Pordage brought out in 1679 the sixth edition of John Reynolds's ‘Triumphs of God's Revenge against the sin of Murther;’ he prefixed to it a dedication to the Earl of Shaftesbury. In 1681, at the time when the Popish Plot scare was ebbing out, he wrote a single folio sheet, ‘A new Apparition of Sir Edmundbury Godfrey's Ghost to the E. of D—— in the Tower;’ the printer was obliged to make a public apology for the reflections on the Earl of Danby which it contained. Between 1681 and 1684 he issued ‘The Remaining Medical Works of … Dr. Thomas Willis … Englished by S. P., Esq.’ There is a general dedication to Sir Theophilus Biddulph, signed by Pordage; and verses ‘On the author's Medico-philosophical Discourses’ precede the first part.
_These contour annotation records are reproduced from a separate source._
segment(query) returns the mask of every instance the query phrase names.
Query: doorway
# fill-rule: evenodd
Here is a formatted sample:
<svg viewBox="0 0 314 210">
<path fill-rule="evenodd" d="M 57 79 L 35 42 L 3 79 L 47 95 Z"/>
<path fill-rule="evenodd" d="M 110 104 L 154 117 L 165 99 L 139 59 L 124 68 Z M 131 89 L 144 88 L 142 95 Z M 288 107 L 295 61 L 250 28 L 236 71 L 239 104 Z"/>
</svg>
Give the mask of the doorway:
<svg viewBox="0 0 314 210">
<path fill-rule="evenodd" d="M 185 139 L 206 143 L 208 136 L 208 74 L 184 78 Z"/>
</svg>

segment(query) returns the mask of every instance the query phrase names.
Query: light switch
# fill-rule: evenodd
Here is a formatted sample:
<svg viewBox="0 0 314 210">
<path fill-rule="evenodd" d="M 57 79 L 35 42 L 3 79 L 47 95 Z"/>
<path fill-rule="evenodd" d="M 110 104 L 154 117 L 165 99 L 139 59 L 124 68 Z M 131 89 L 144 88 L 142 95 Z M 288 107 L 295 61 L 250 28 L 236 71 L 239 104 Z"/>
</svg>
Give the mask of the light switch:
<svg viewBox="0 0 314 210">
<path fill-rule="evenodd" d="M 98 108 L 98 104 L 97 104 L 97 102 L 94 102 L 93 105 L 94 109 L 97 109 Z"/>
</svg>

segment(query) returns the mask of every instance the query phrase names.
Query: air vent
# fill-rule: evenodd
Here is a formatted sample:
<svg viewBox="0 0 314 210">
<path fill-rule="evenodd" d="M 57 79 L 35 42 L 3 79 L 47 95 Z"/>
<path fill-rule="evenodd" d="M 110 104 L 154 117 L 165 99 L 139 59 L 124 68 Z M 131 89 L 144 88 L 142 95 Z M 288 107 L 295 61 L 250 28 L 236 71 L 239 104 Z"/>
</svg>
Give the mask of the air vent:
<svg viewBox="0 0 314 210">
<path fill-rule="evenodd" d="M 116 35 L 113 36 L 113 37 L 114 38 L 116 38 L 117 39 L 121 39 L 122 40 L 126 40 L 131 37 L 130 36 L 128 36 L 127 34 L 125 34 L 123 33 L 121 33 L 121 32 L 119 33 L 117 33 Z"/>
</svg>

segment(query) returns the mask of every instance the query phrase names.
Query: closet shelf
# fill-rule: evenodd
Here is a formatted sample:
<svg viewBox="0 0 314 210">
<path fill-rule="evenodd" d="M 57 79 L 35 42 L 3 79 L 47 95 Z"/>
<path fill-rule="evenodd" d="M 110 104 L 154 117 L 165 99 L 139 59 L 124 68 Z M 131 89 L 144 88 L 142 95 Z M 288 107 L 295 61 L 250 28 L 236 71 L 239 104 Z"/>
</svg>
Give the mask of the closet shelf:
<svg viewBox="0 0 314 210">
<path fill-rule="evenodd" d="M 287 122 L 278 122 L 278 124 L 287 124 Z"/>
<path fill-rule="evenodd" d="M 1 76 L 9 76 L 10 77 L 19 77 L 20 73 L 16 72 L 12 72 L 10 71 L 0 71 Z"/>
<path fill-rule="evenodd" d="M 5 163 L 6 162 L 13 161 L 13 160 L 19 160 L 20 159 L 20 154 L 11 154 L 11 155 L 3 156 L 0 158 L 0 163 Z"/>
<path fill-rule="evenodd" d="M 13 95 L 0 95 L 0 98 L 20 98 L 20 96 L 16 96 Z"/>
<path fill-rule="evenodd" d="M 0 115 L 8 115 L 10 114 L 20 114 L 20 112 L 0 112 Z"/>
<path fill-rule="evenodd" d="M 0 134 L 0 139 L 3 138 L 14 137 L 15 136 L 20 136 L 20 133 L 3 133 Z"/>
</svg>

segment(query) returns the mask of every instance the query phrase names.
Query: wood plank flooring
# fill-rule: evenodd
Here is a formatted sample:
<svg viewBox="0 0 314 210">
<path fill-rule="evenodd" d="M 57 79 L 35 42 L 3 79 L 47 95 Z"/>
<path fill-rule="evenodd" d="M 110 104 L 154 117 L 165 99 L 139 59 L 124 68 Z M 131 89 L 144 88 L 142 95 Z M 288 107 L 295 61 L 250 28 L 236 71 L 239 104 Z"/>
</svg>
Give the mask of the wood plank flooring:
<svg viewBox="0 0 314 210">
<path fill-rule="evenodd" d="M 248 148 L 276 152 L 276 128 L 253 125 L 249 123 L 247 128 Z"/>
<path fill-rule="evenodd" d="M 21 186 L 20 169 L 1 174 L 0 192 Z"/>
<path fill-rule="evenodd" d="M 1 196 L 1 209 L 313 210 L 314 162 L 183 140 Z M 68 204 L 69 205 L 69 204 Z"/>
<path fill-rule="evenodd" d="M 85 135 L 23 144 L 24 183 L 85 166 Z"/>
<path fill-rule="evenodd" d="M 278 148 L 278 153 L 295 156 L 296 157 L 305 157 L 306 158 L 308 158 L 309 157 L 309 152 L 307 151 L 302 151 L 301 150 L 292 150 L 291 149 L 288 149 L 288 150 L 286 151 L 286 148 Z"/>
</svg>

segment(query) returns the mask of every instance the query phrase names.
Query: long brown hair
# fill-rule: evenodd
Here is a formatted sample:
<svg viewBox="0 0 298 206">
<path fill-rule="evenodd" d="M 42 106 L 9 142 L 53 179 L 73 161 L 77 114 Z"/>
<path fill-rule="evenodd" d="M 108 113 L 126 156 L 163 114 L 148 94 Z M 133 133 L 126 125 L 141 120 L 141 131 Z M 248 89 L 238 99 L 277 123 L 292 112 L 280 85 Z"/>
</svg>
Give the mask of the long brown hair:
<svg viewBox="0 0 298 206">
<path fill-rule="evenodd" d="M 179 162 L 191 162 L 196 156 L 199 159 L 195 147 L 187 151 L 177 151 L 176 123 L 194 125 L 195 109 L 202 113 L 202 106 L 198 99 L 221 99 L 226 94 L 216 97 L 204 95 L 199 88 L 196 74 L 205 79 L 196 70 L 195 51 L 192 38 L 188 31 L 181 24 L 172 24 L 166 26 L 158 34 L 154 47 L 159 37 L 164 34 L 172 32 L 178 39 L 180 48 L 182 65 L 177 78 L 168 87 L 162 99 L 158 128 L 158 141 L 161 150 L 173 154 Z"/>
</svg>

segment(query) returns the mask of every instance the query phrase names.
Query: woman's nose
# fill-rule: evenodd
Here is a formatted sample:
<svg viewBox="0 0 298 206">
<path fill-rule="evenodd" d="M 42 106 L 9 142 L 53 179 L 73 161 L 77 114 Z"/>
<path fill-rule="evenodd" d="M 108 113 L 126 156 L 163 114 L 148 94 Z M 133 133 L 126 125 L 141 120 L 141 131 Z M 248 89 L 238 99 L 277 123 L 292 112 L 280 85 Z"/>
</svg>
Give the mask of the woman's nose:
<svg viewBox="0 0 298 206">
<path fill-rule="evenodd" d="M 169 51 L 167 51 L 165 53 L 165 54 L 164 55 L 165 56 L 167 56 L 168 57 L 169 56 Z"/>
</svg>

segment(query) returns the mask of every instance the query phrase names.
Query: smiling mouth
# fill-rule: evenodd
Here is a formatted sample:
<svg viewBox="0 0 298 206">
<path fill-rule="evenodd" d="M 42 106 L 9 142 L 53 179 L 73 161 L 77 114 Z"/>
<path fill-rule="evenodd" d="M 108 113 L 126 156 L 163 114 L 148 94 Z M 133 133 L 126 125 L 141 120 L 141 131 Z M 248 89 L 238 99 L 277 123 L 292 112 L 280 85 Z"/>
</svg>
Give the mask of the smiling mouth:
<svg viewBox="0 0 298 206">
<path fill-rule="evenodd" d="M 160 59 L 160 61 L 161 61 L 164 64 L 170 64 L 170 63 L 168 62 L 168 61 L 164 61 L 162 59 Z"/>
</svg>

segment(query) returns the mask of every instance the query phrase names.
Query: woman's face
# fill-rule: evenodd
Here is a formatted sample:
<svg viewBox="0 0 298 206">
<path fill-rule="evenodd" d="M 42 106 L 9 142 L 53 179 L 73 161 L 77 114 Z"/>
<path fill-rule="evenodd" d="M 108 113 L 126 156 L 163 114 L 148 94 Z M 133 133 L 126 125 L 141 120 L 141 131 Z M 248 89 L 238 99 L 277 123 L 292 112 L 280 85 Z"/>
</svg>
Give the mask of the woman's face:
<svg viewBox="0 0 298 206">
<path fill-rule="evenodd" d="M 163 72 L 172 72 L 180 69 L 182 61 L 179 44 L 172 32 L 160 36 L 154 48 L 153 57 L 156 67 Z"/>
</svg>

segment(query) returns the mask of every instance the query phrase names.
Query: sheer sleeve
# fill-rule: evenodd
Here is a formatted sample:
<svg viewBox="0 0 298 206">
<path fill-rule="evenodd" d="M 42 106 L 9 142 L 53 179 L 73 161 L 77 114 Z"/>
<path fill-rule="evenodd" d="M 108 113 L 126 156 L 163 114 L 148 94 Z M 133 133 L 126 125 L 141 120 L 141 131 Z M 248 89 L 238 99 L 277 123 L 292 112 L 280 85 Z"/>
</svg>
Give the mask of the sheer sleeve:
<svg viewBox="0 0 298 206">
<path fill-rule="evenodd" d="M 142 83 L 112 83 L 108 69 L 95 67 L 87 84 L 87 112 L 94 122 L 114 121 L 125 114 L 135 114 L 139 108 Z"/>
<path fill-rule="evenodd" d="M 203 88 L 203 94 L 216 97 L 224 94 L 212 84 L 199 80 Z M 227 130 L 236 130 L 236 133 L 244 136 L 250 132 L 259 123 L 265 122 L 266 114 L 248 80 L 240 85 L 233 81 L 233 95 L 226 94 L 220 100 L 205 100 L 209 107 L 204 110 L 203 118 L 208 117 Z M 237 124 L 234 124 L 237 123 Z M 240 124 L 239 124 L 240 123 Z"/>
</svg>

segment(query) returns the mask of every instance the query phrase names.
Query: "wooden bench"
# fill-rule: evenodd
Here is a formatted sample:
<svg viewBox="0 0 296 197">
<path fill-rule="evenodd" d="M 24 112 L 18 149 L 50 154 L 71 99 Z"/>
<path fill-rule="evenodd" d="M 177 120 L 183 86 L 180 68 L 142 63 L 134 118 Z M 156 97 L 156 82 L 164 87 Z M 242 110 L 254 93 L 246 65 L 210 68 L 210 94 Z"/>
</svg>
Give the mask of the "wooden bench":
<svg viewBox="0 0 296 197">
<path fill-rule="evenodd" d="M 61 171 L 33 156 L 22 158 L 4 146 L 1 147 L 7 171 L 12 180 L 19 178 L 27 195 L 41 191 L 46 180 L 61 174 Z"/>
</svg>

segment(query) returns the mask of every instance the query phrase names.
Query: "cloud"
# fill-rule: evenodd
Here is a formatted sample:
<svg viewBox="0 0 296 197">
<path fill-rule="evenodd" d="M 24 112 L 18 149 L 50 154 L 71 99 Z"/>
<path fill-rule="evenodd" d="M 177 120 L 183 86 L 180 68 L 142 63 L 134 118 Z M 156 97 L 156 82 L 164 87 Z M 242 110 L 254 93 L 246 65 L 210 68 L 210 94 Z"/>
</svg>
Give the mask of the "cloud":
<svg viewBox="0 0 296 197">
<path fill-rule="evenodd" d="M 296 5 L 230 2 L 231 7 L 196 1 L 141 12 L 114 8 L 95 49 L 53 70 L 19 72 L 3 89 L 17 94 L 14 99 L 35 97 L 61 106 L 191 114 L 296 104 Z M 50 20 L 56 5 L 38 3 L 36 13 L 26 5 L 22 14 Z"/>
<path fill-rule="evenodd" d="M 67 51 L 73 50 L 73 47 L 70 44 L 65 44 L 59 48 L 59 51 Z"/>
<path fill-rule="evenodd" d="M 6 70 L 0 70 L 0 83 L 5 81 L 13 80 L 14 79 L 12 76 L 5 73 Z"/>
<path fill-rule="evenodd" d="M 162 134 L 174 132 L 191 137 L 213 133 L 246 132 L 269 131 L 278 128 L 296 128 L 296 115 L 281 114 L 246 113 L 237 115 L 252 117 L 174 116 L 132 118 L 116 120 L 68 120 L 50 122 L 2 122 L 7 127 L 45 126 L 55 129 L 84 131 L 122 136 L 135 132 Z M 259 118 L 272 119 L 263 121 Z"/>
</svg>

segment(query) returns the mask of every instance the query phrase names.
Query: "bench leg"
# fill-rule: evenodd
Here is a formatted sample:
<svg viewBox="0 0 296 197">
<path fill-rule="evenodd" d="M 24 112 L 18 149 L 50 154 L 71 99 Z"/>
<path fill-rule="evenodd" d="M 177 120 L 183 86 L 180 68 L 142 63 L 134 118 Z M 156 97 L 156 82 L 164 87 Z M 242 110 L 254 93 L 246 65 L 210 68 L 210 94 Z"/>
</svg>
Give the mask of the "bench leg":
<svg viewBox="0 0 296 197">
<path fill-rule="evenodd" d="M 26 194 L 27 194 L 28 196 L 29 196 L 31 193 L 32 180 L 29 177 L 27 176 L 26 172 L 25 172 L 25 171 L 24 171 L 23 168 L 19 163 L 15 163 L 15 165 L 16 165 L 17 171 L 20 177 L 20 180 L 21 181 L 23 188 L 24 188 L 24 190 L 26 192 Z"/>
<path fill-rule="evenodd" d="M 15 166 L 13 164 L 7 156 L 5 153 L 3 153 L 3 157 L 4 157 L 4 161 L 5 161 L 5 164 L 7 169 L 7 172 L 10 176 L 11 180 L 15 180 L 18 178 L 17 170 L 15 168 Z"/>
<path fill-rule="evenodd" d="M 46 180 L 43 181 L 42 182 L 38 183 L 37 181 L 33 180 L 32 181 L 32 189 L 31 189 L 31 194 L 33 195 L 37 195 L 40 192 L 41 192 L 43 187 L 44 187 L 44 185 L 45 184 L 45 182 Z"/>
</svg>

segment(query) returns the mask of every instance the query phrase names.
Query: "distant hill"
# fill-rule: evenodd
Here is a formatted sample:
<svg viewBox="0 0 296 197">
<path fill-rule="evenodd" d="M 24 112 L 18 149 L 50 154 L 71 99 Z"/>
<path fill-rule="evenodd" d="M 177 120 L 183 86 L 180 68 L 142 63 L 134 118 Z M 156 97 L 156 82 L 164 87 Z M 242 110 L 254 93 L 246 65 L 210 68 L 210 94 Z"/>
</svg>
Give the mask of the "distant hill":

Dryden's ‘Absalom and Achitophel’ appeared in November 1681, and among the answers to it was Pordage's ‘Azaria and Hushai, a Poem,’ 1682. In this piece Azaria was the Duke of Monmouth, Amazia the king, Hushai Shaftesbury, and Shimei Dryden. Some lines were devoted to L'Estrange, who was called Bibbai. On 15 March 1682 Dryden brought out ‘The Medal, a Satire against Sedition,’ an attack on Shaftesbury, and on 31 March Pordage published ‘The Medal revers'd, a Satyre against Persecution,’ with an epistle, addressed, in imitation of Dryden, to his enemies, the Tories. Pordage said he did not believe that the authors of ‘Absalom and Achitophel’ and ‘The Medal’ were the same, yet, as they desired to be thought so, each must bear the reproaches of the other.

In May John Oldham, in his ‘Imitation of the Third Satire of Juvenal,’ had ridiculed Pordage, and in another ‘Satire’ mentioned Pordage among the authors who had ‘grown contemptible, and slighted since.’ Besides the pieces already mentioned, Pordage is stated to have written a romance called ‘Eliana.’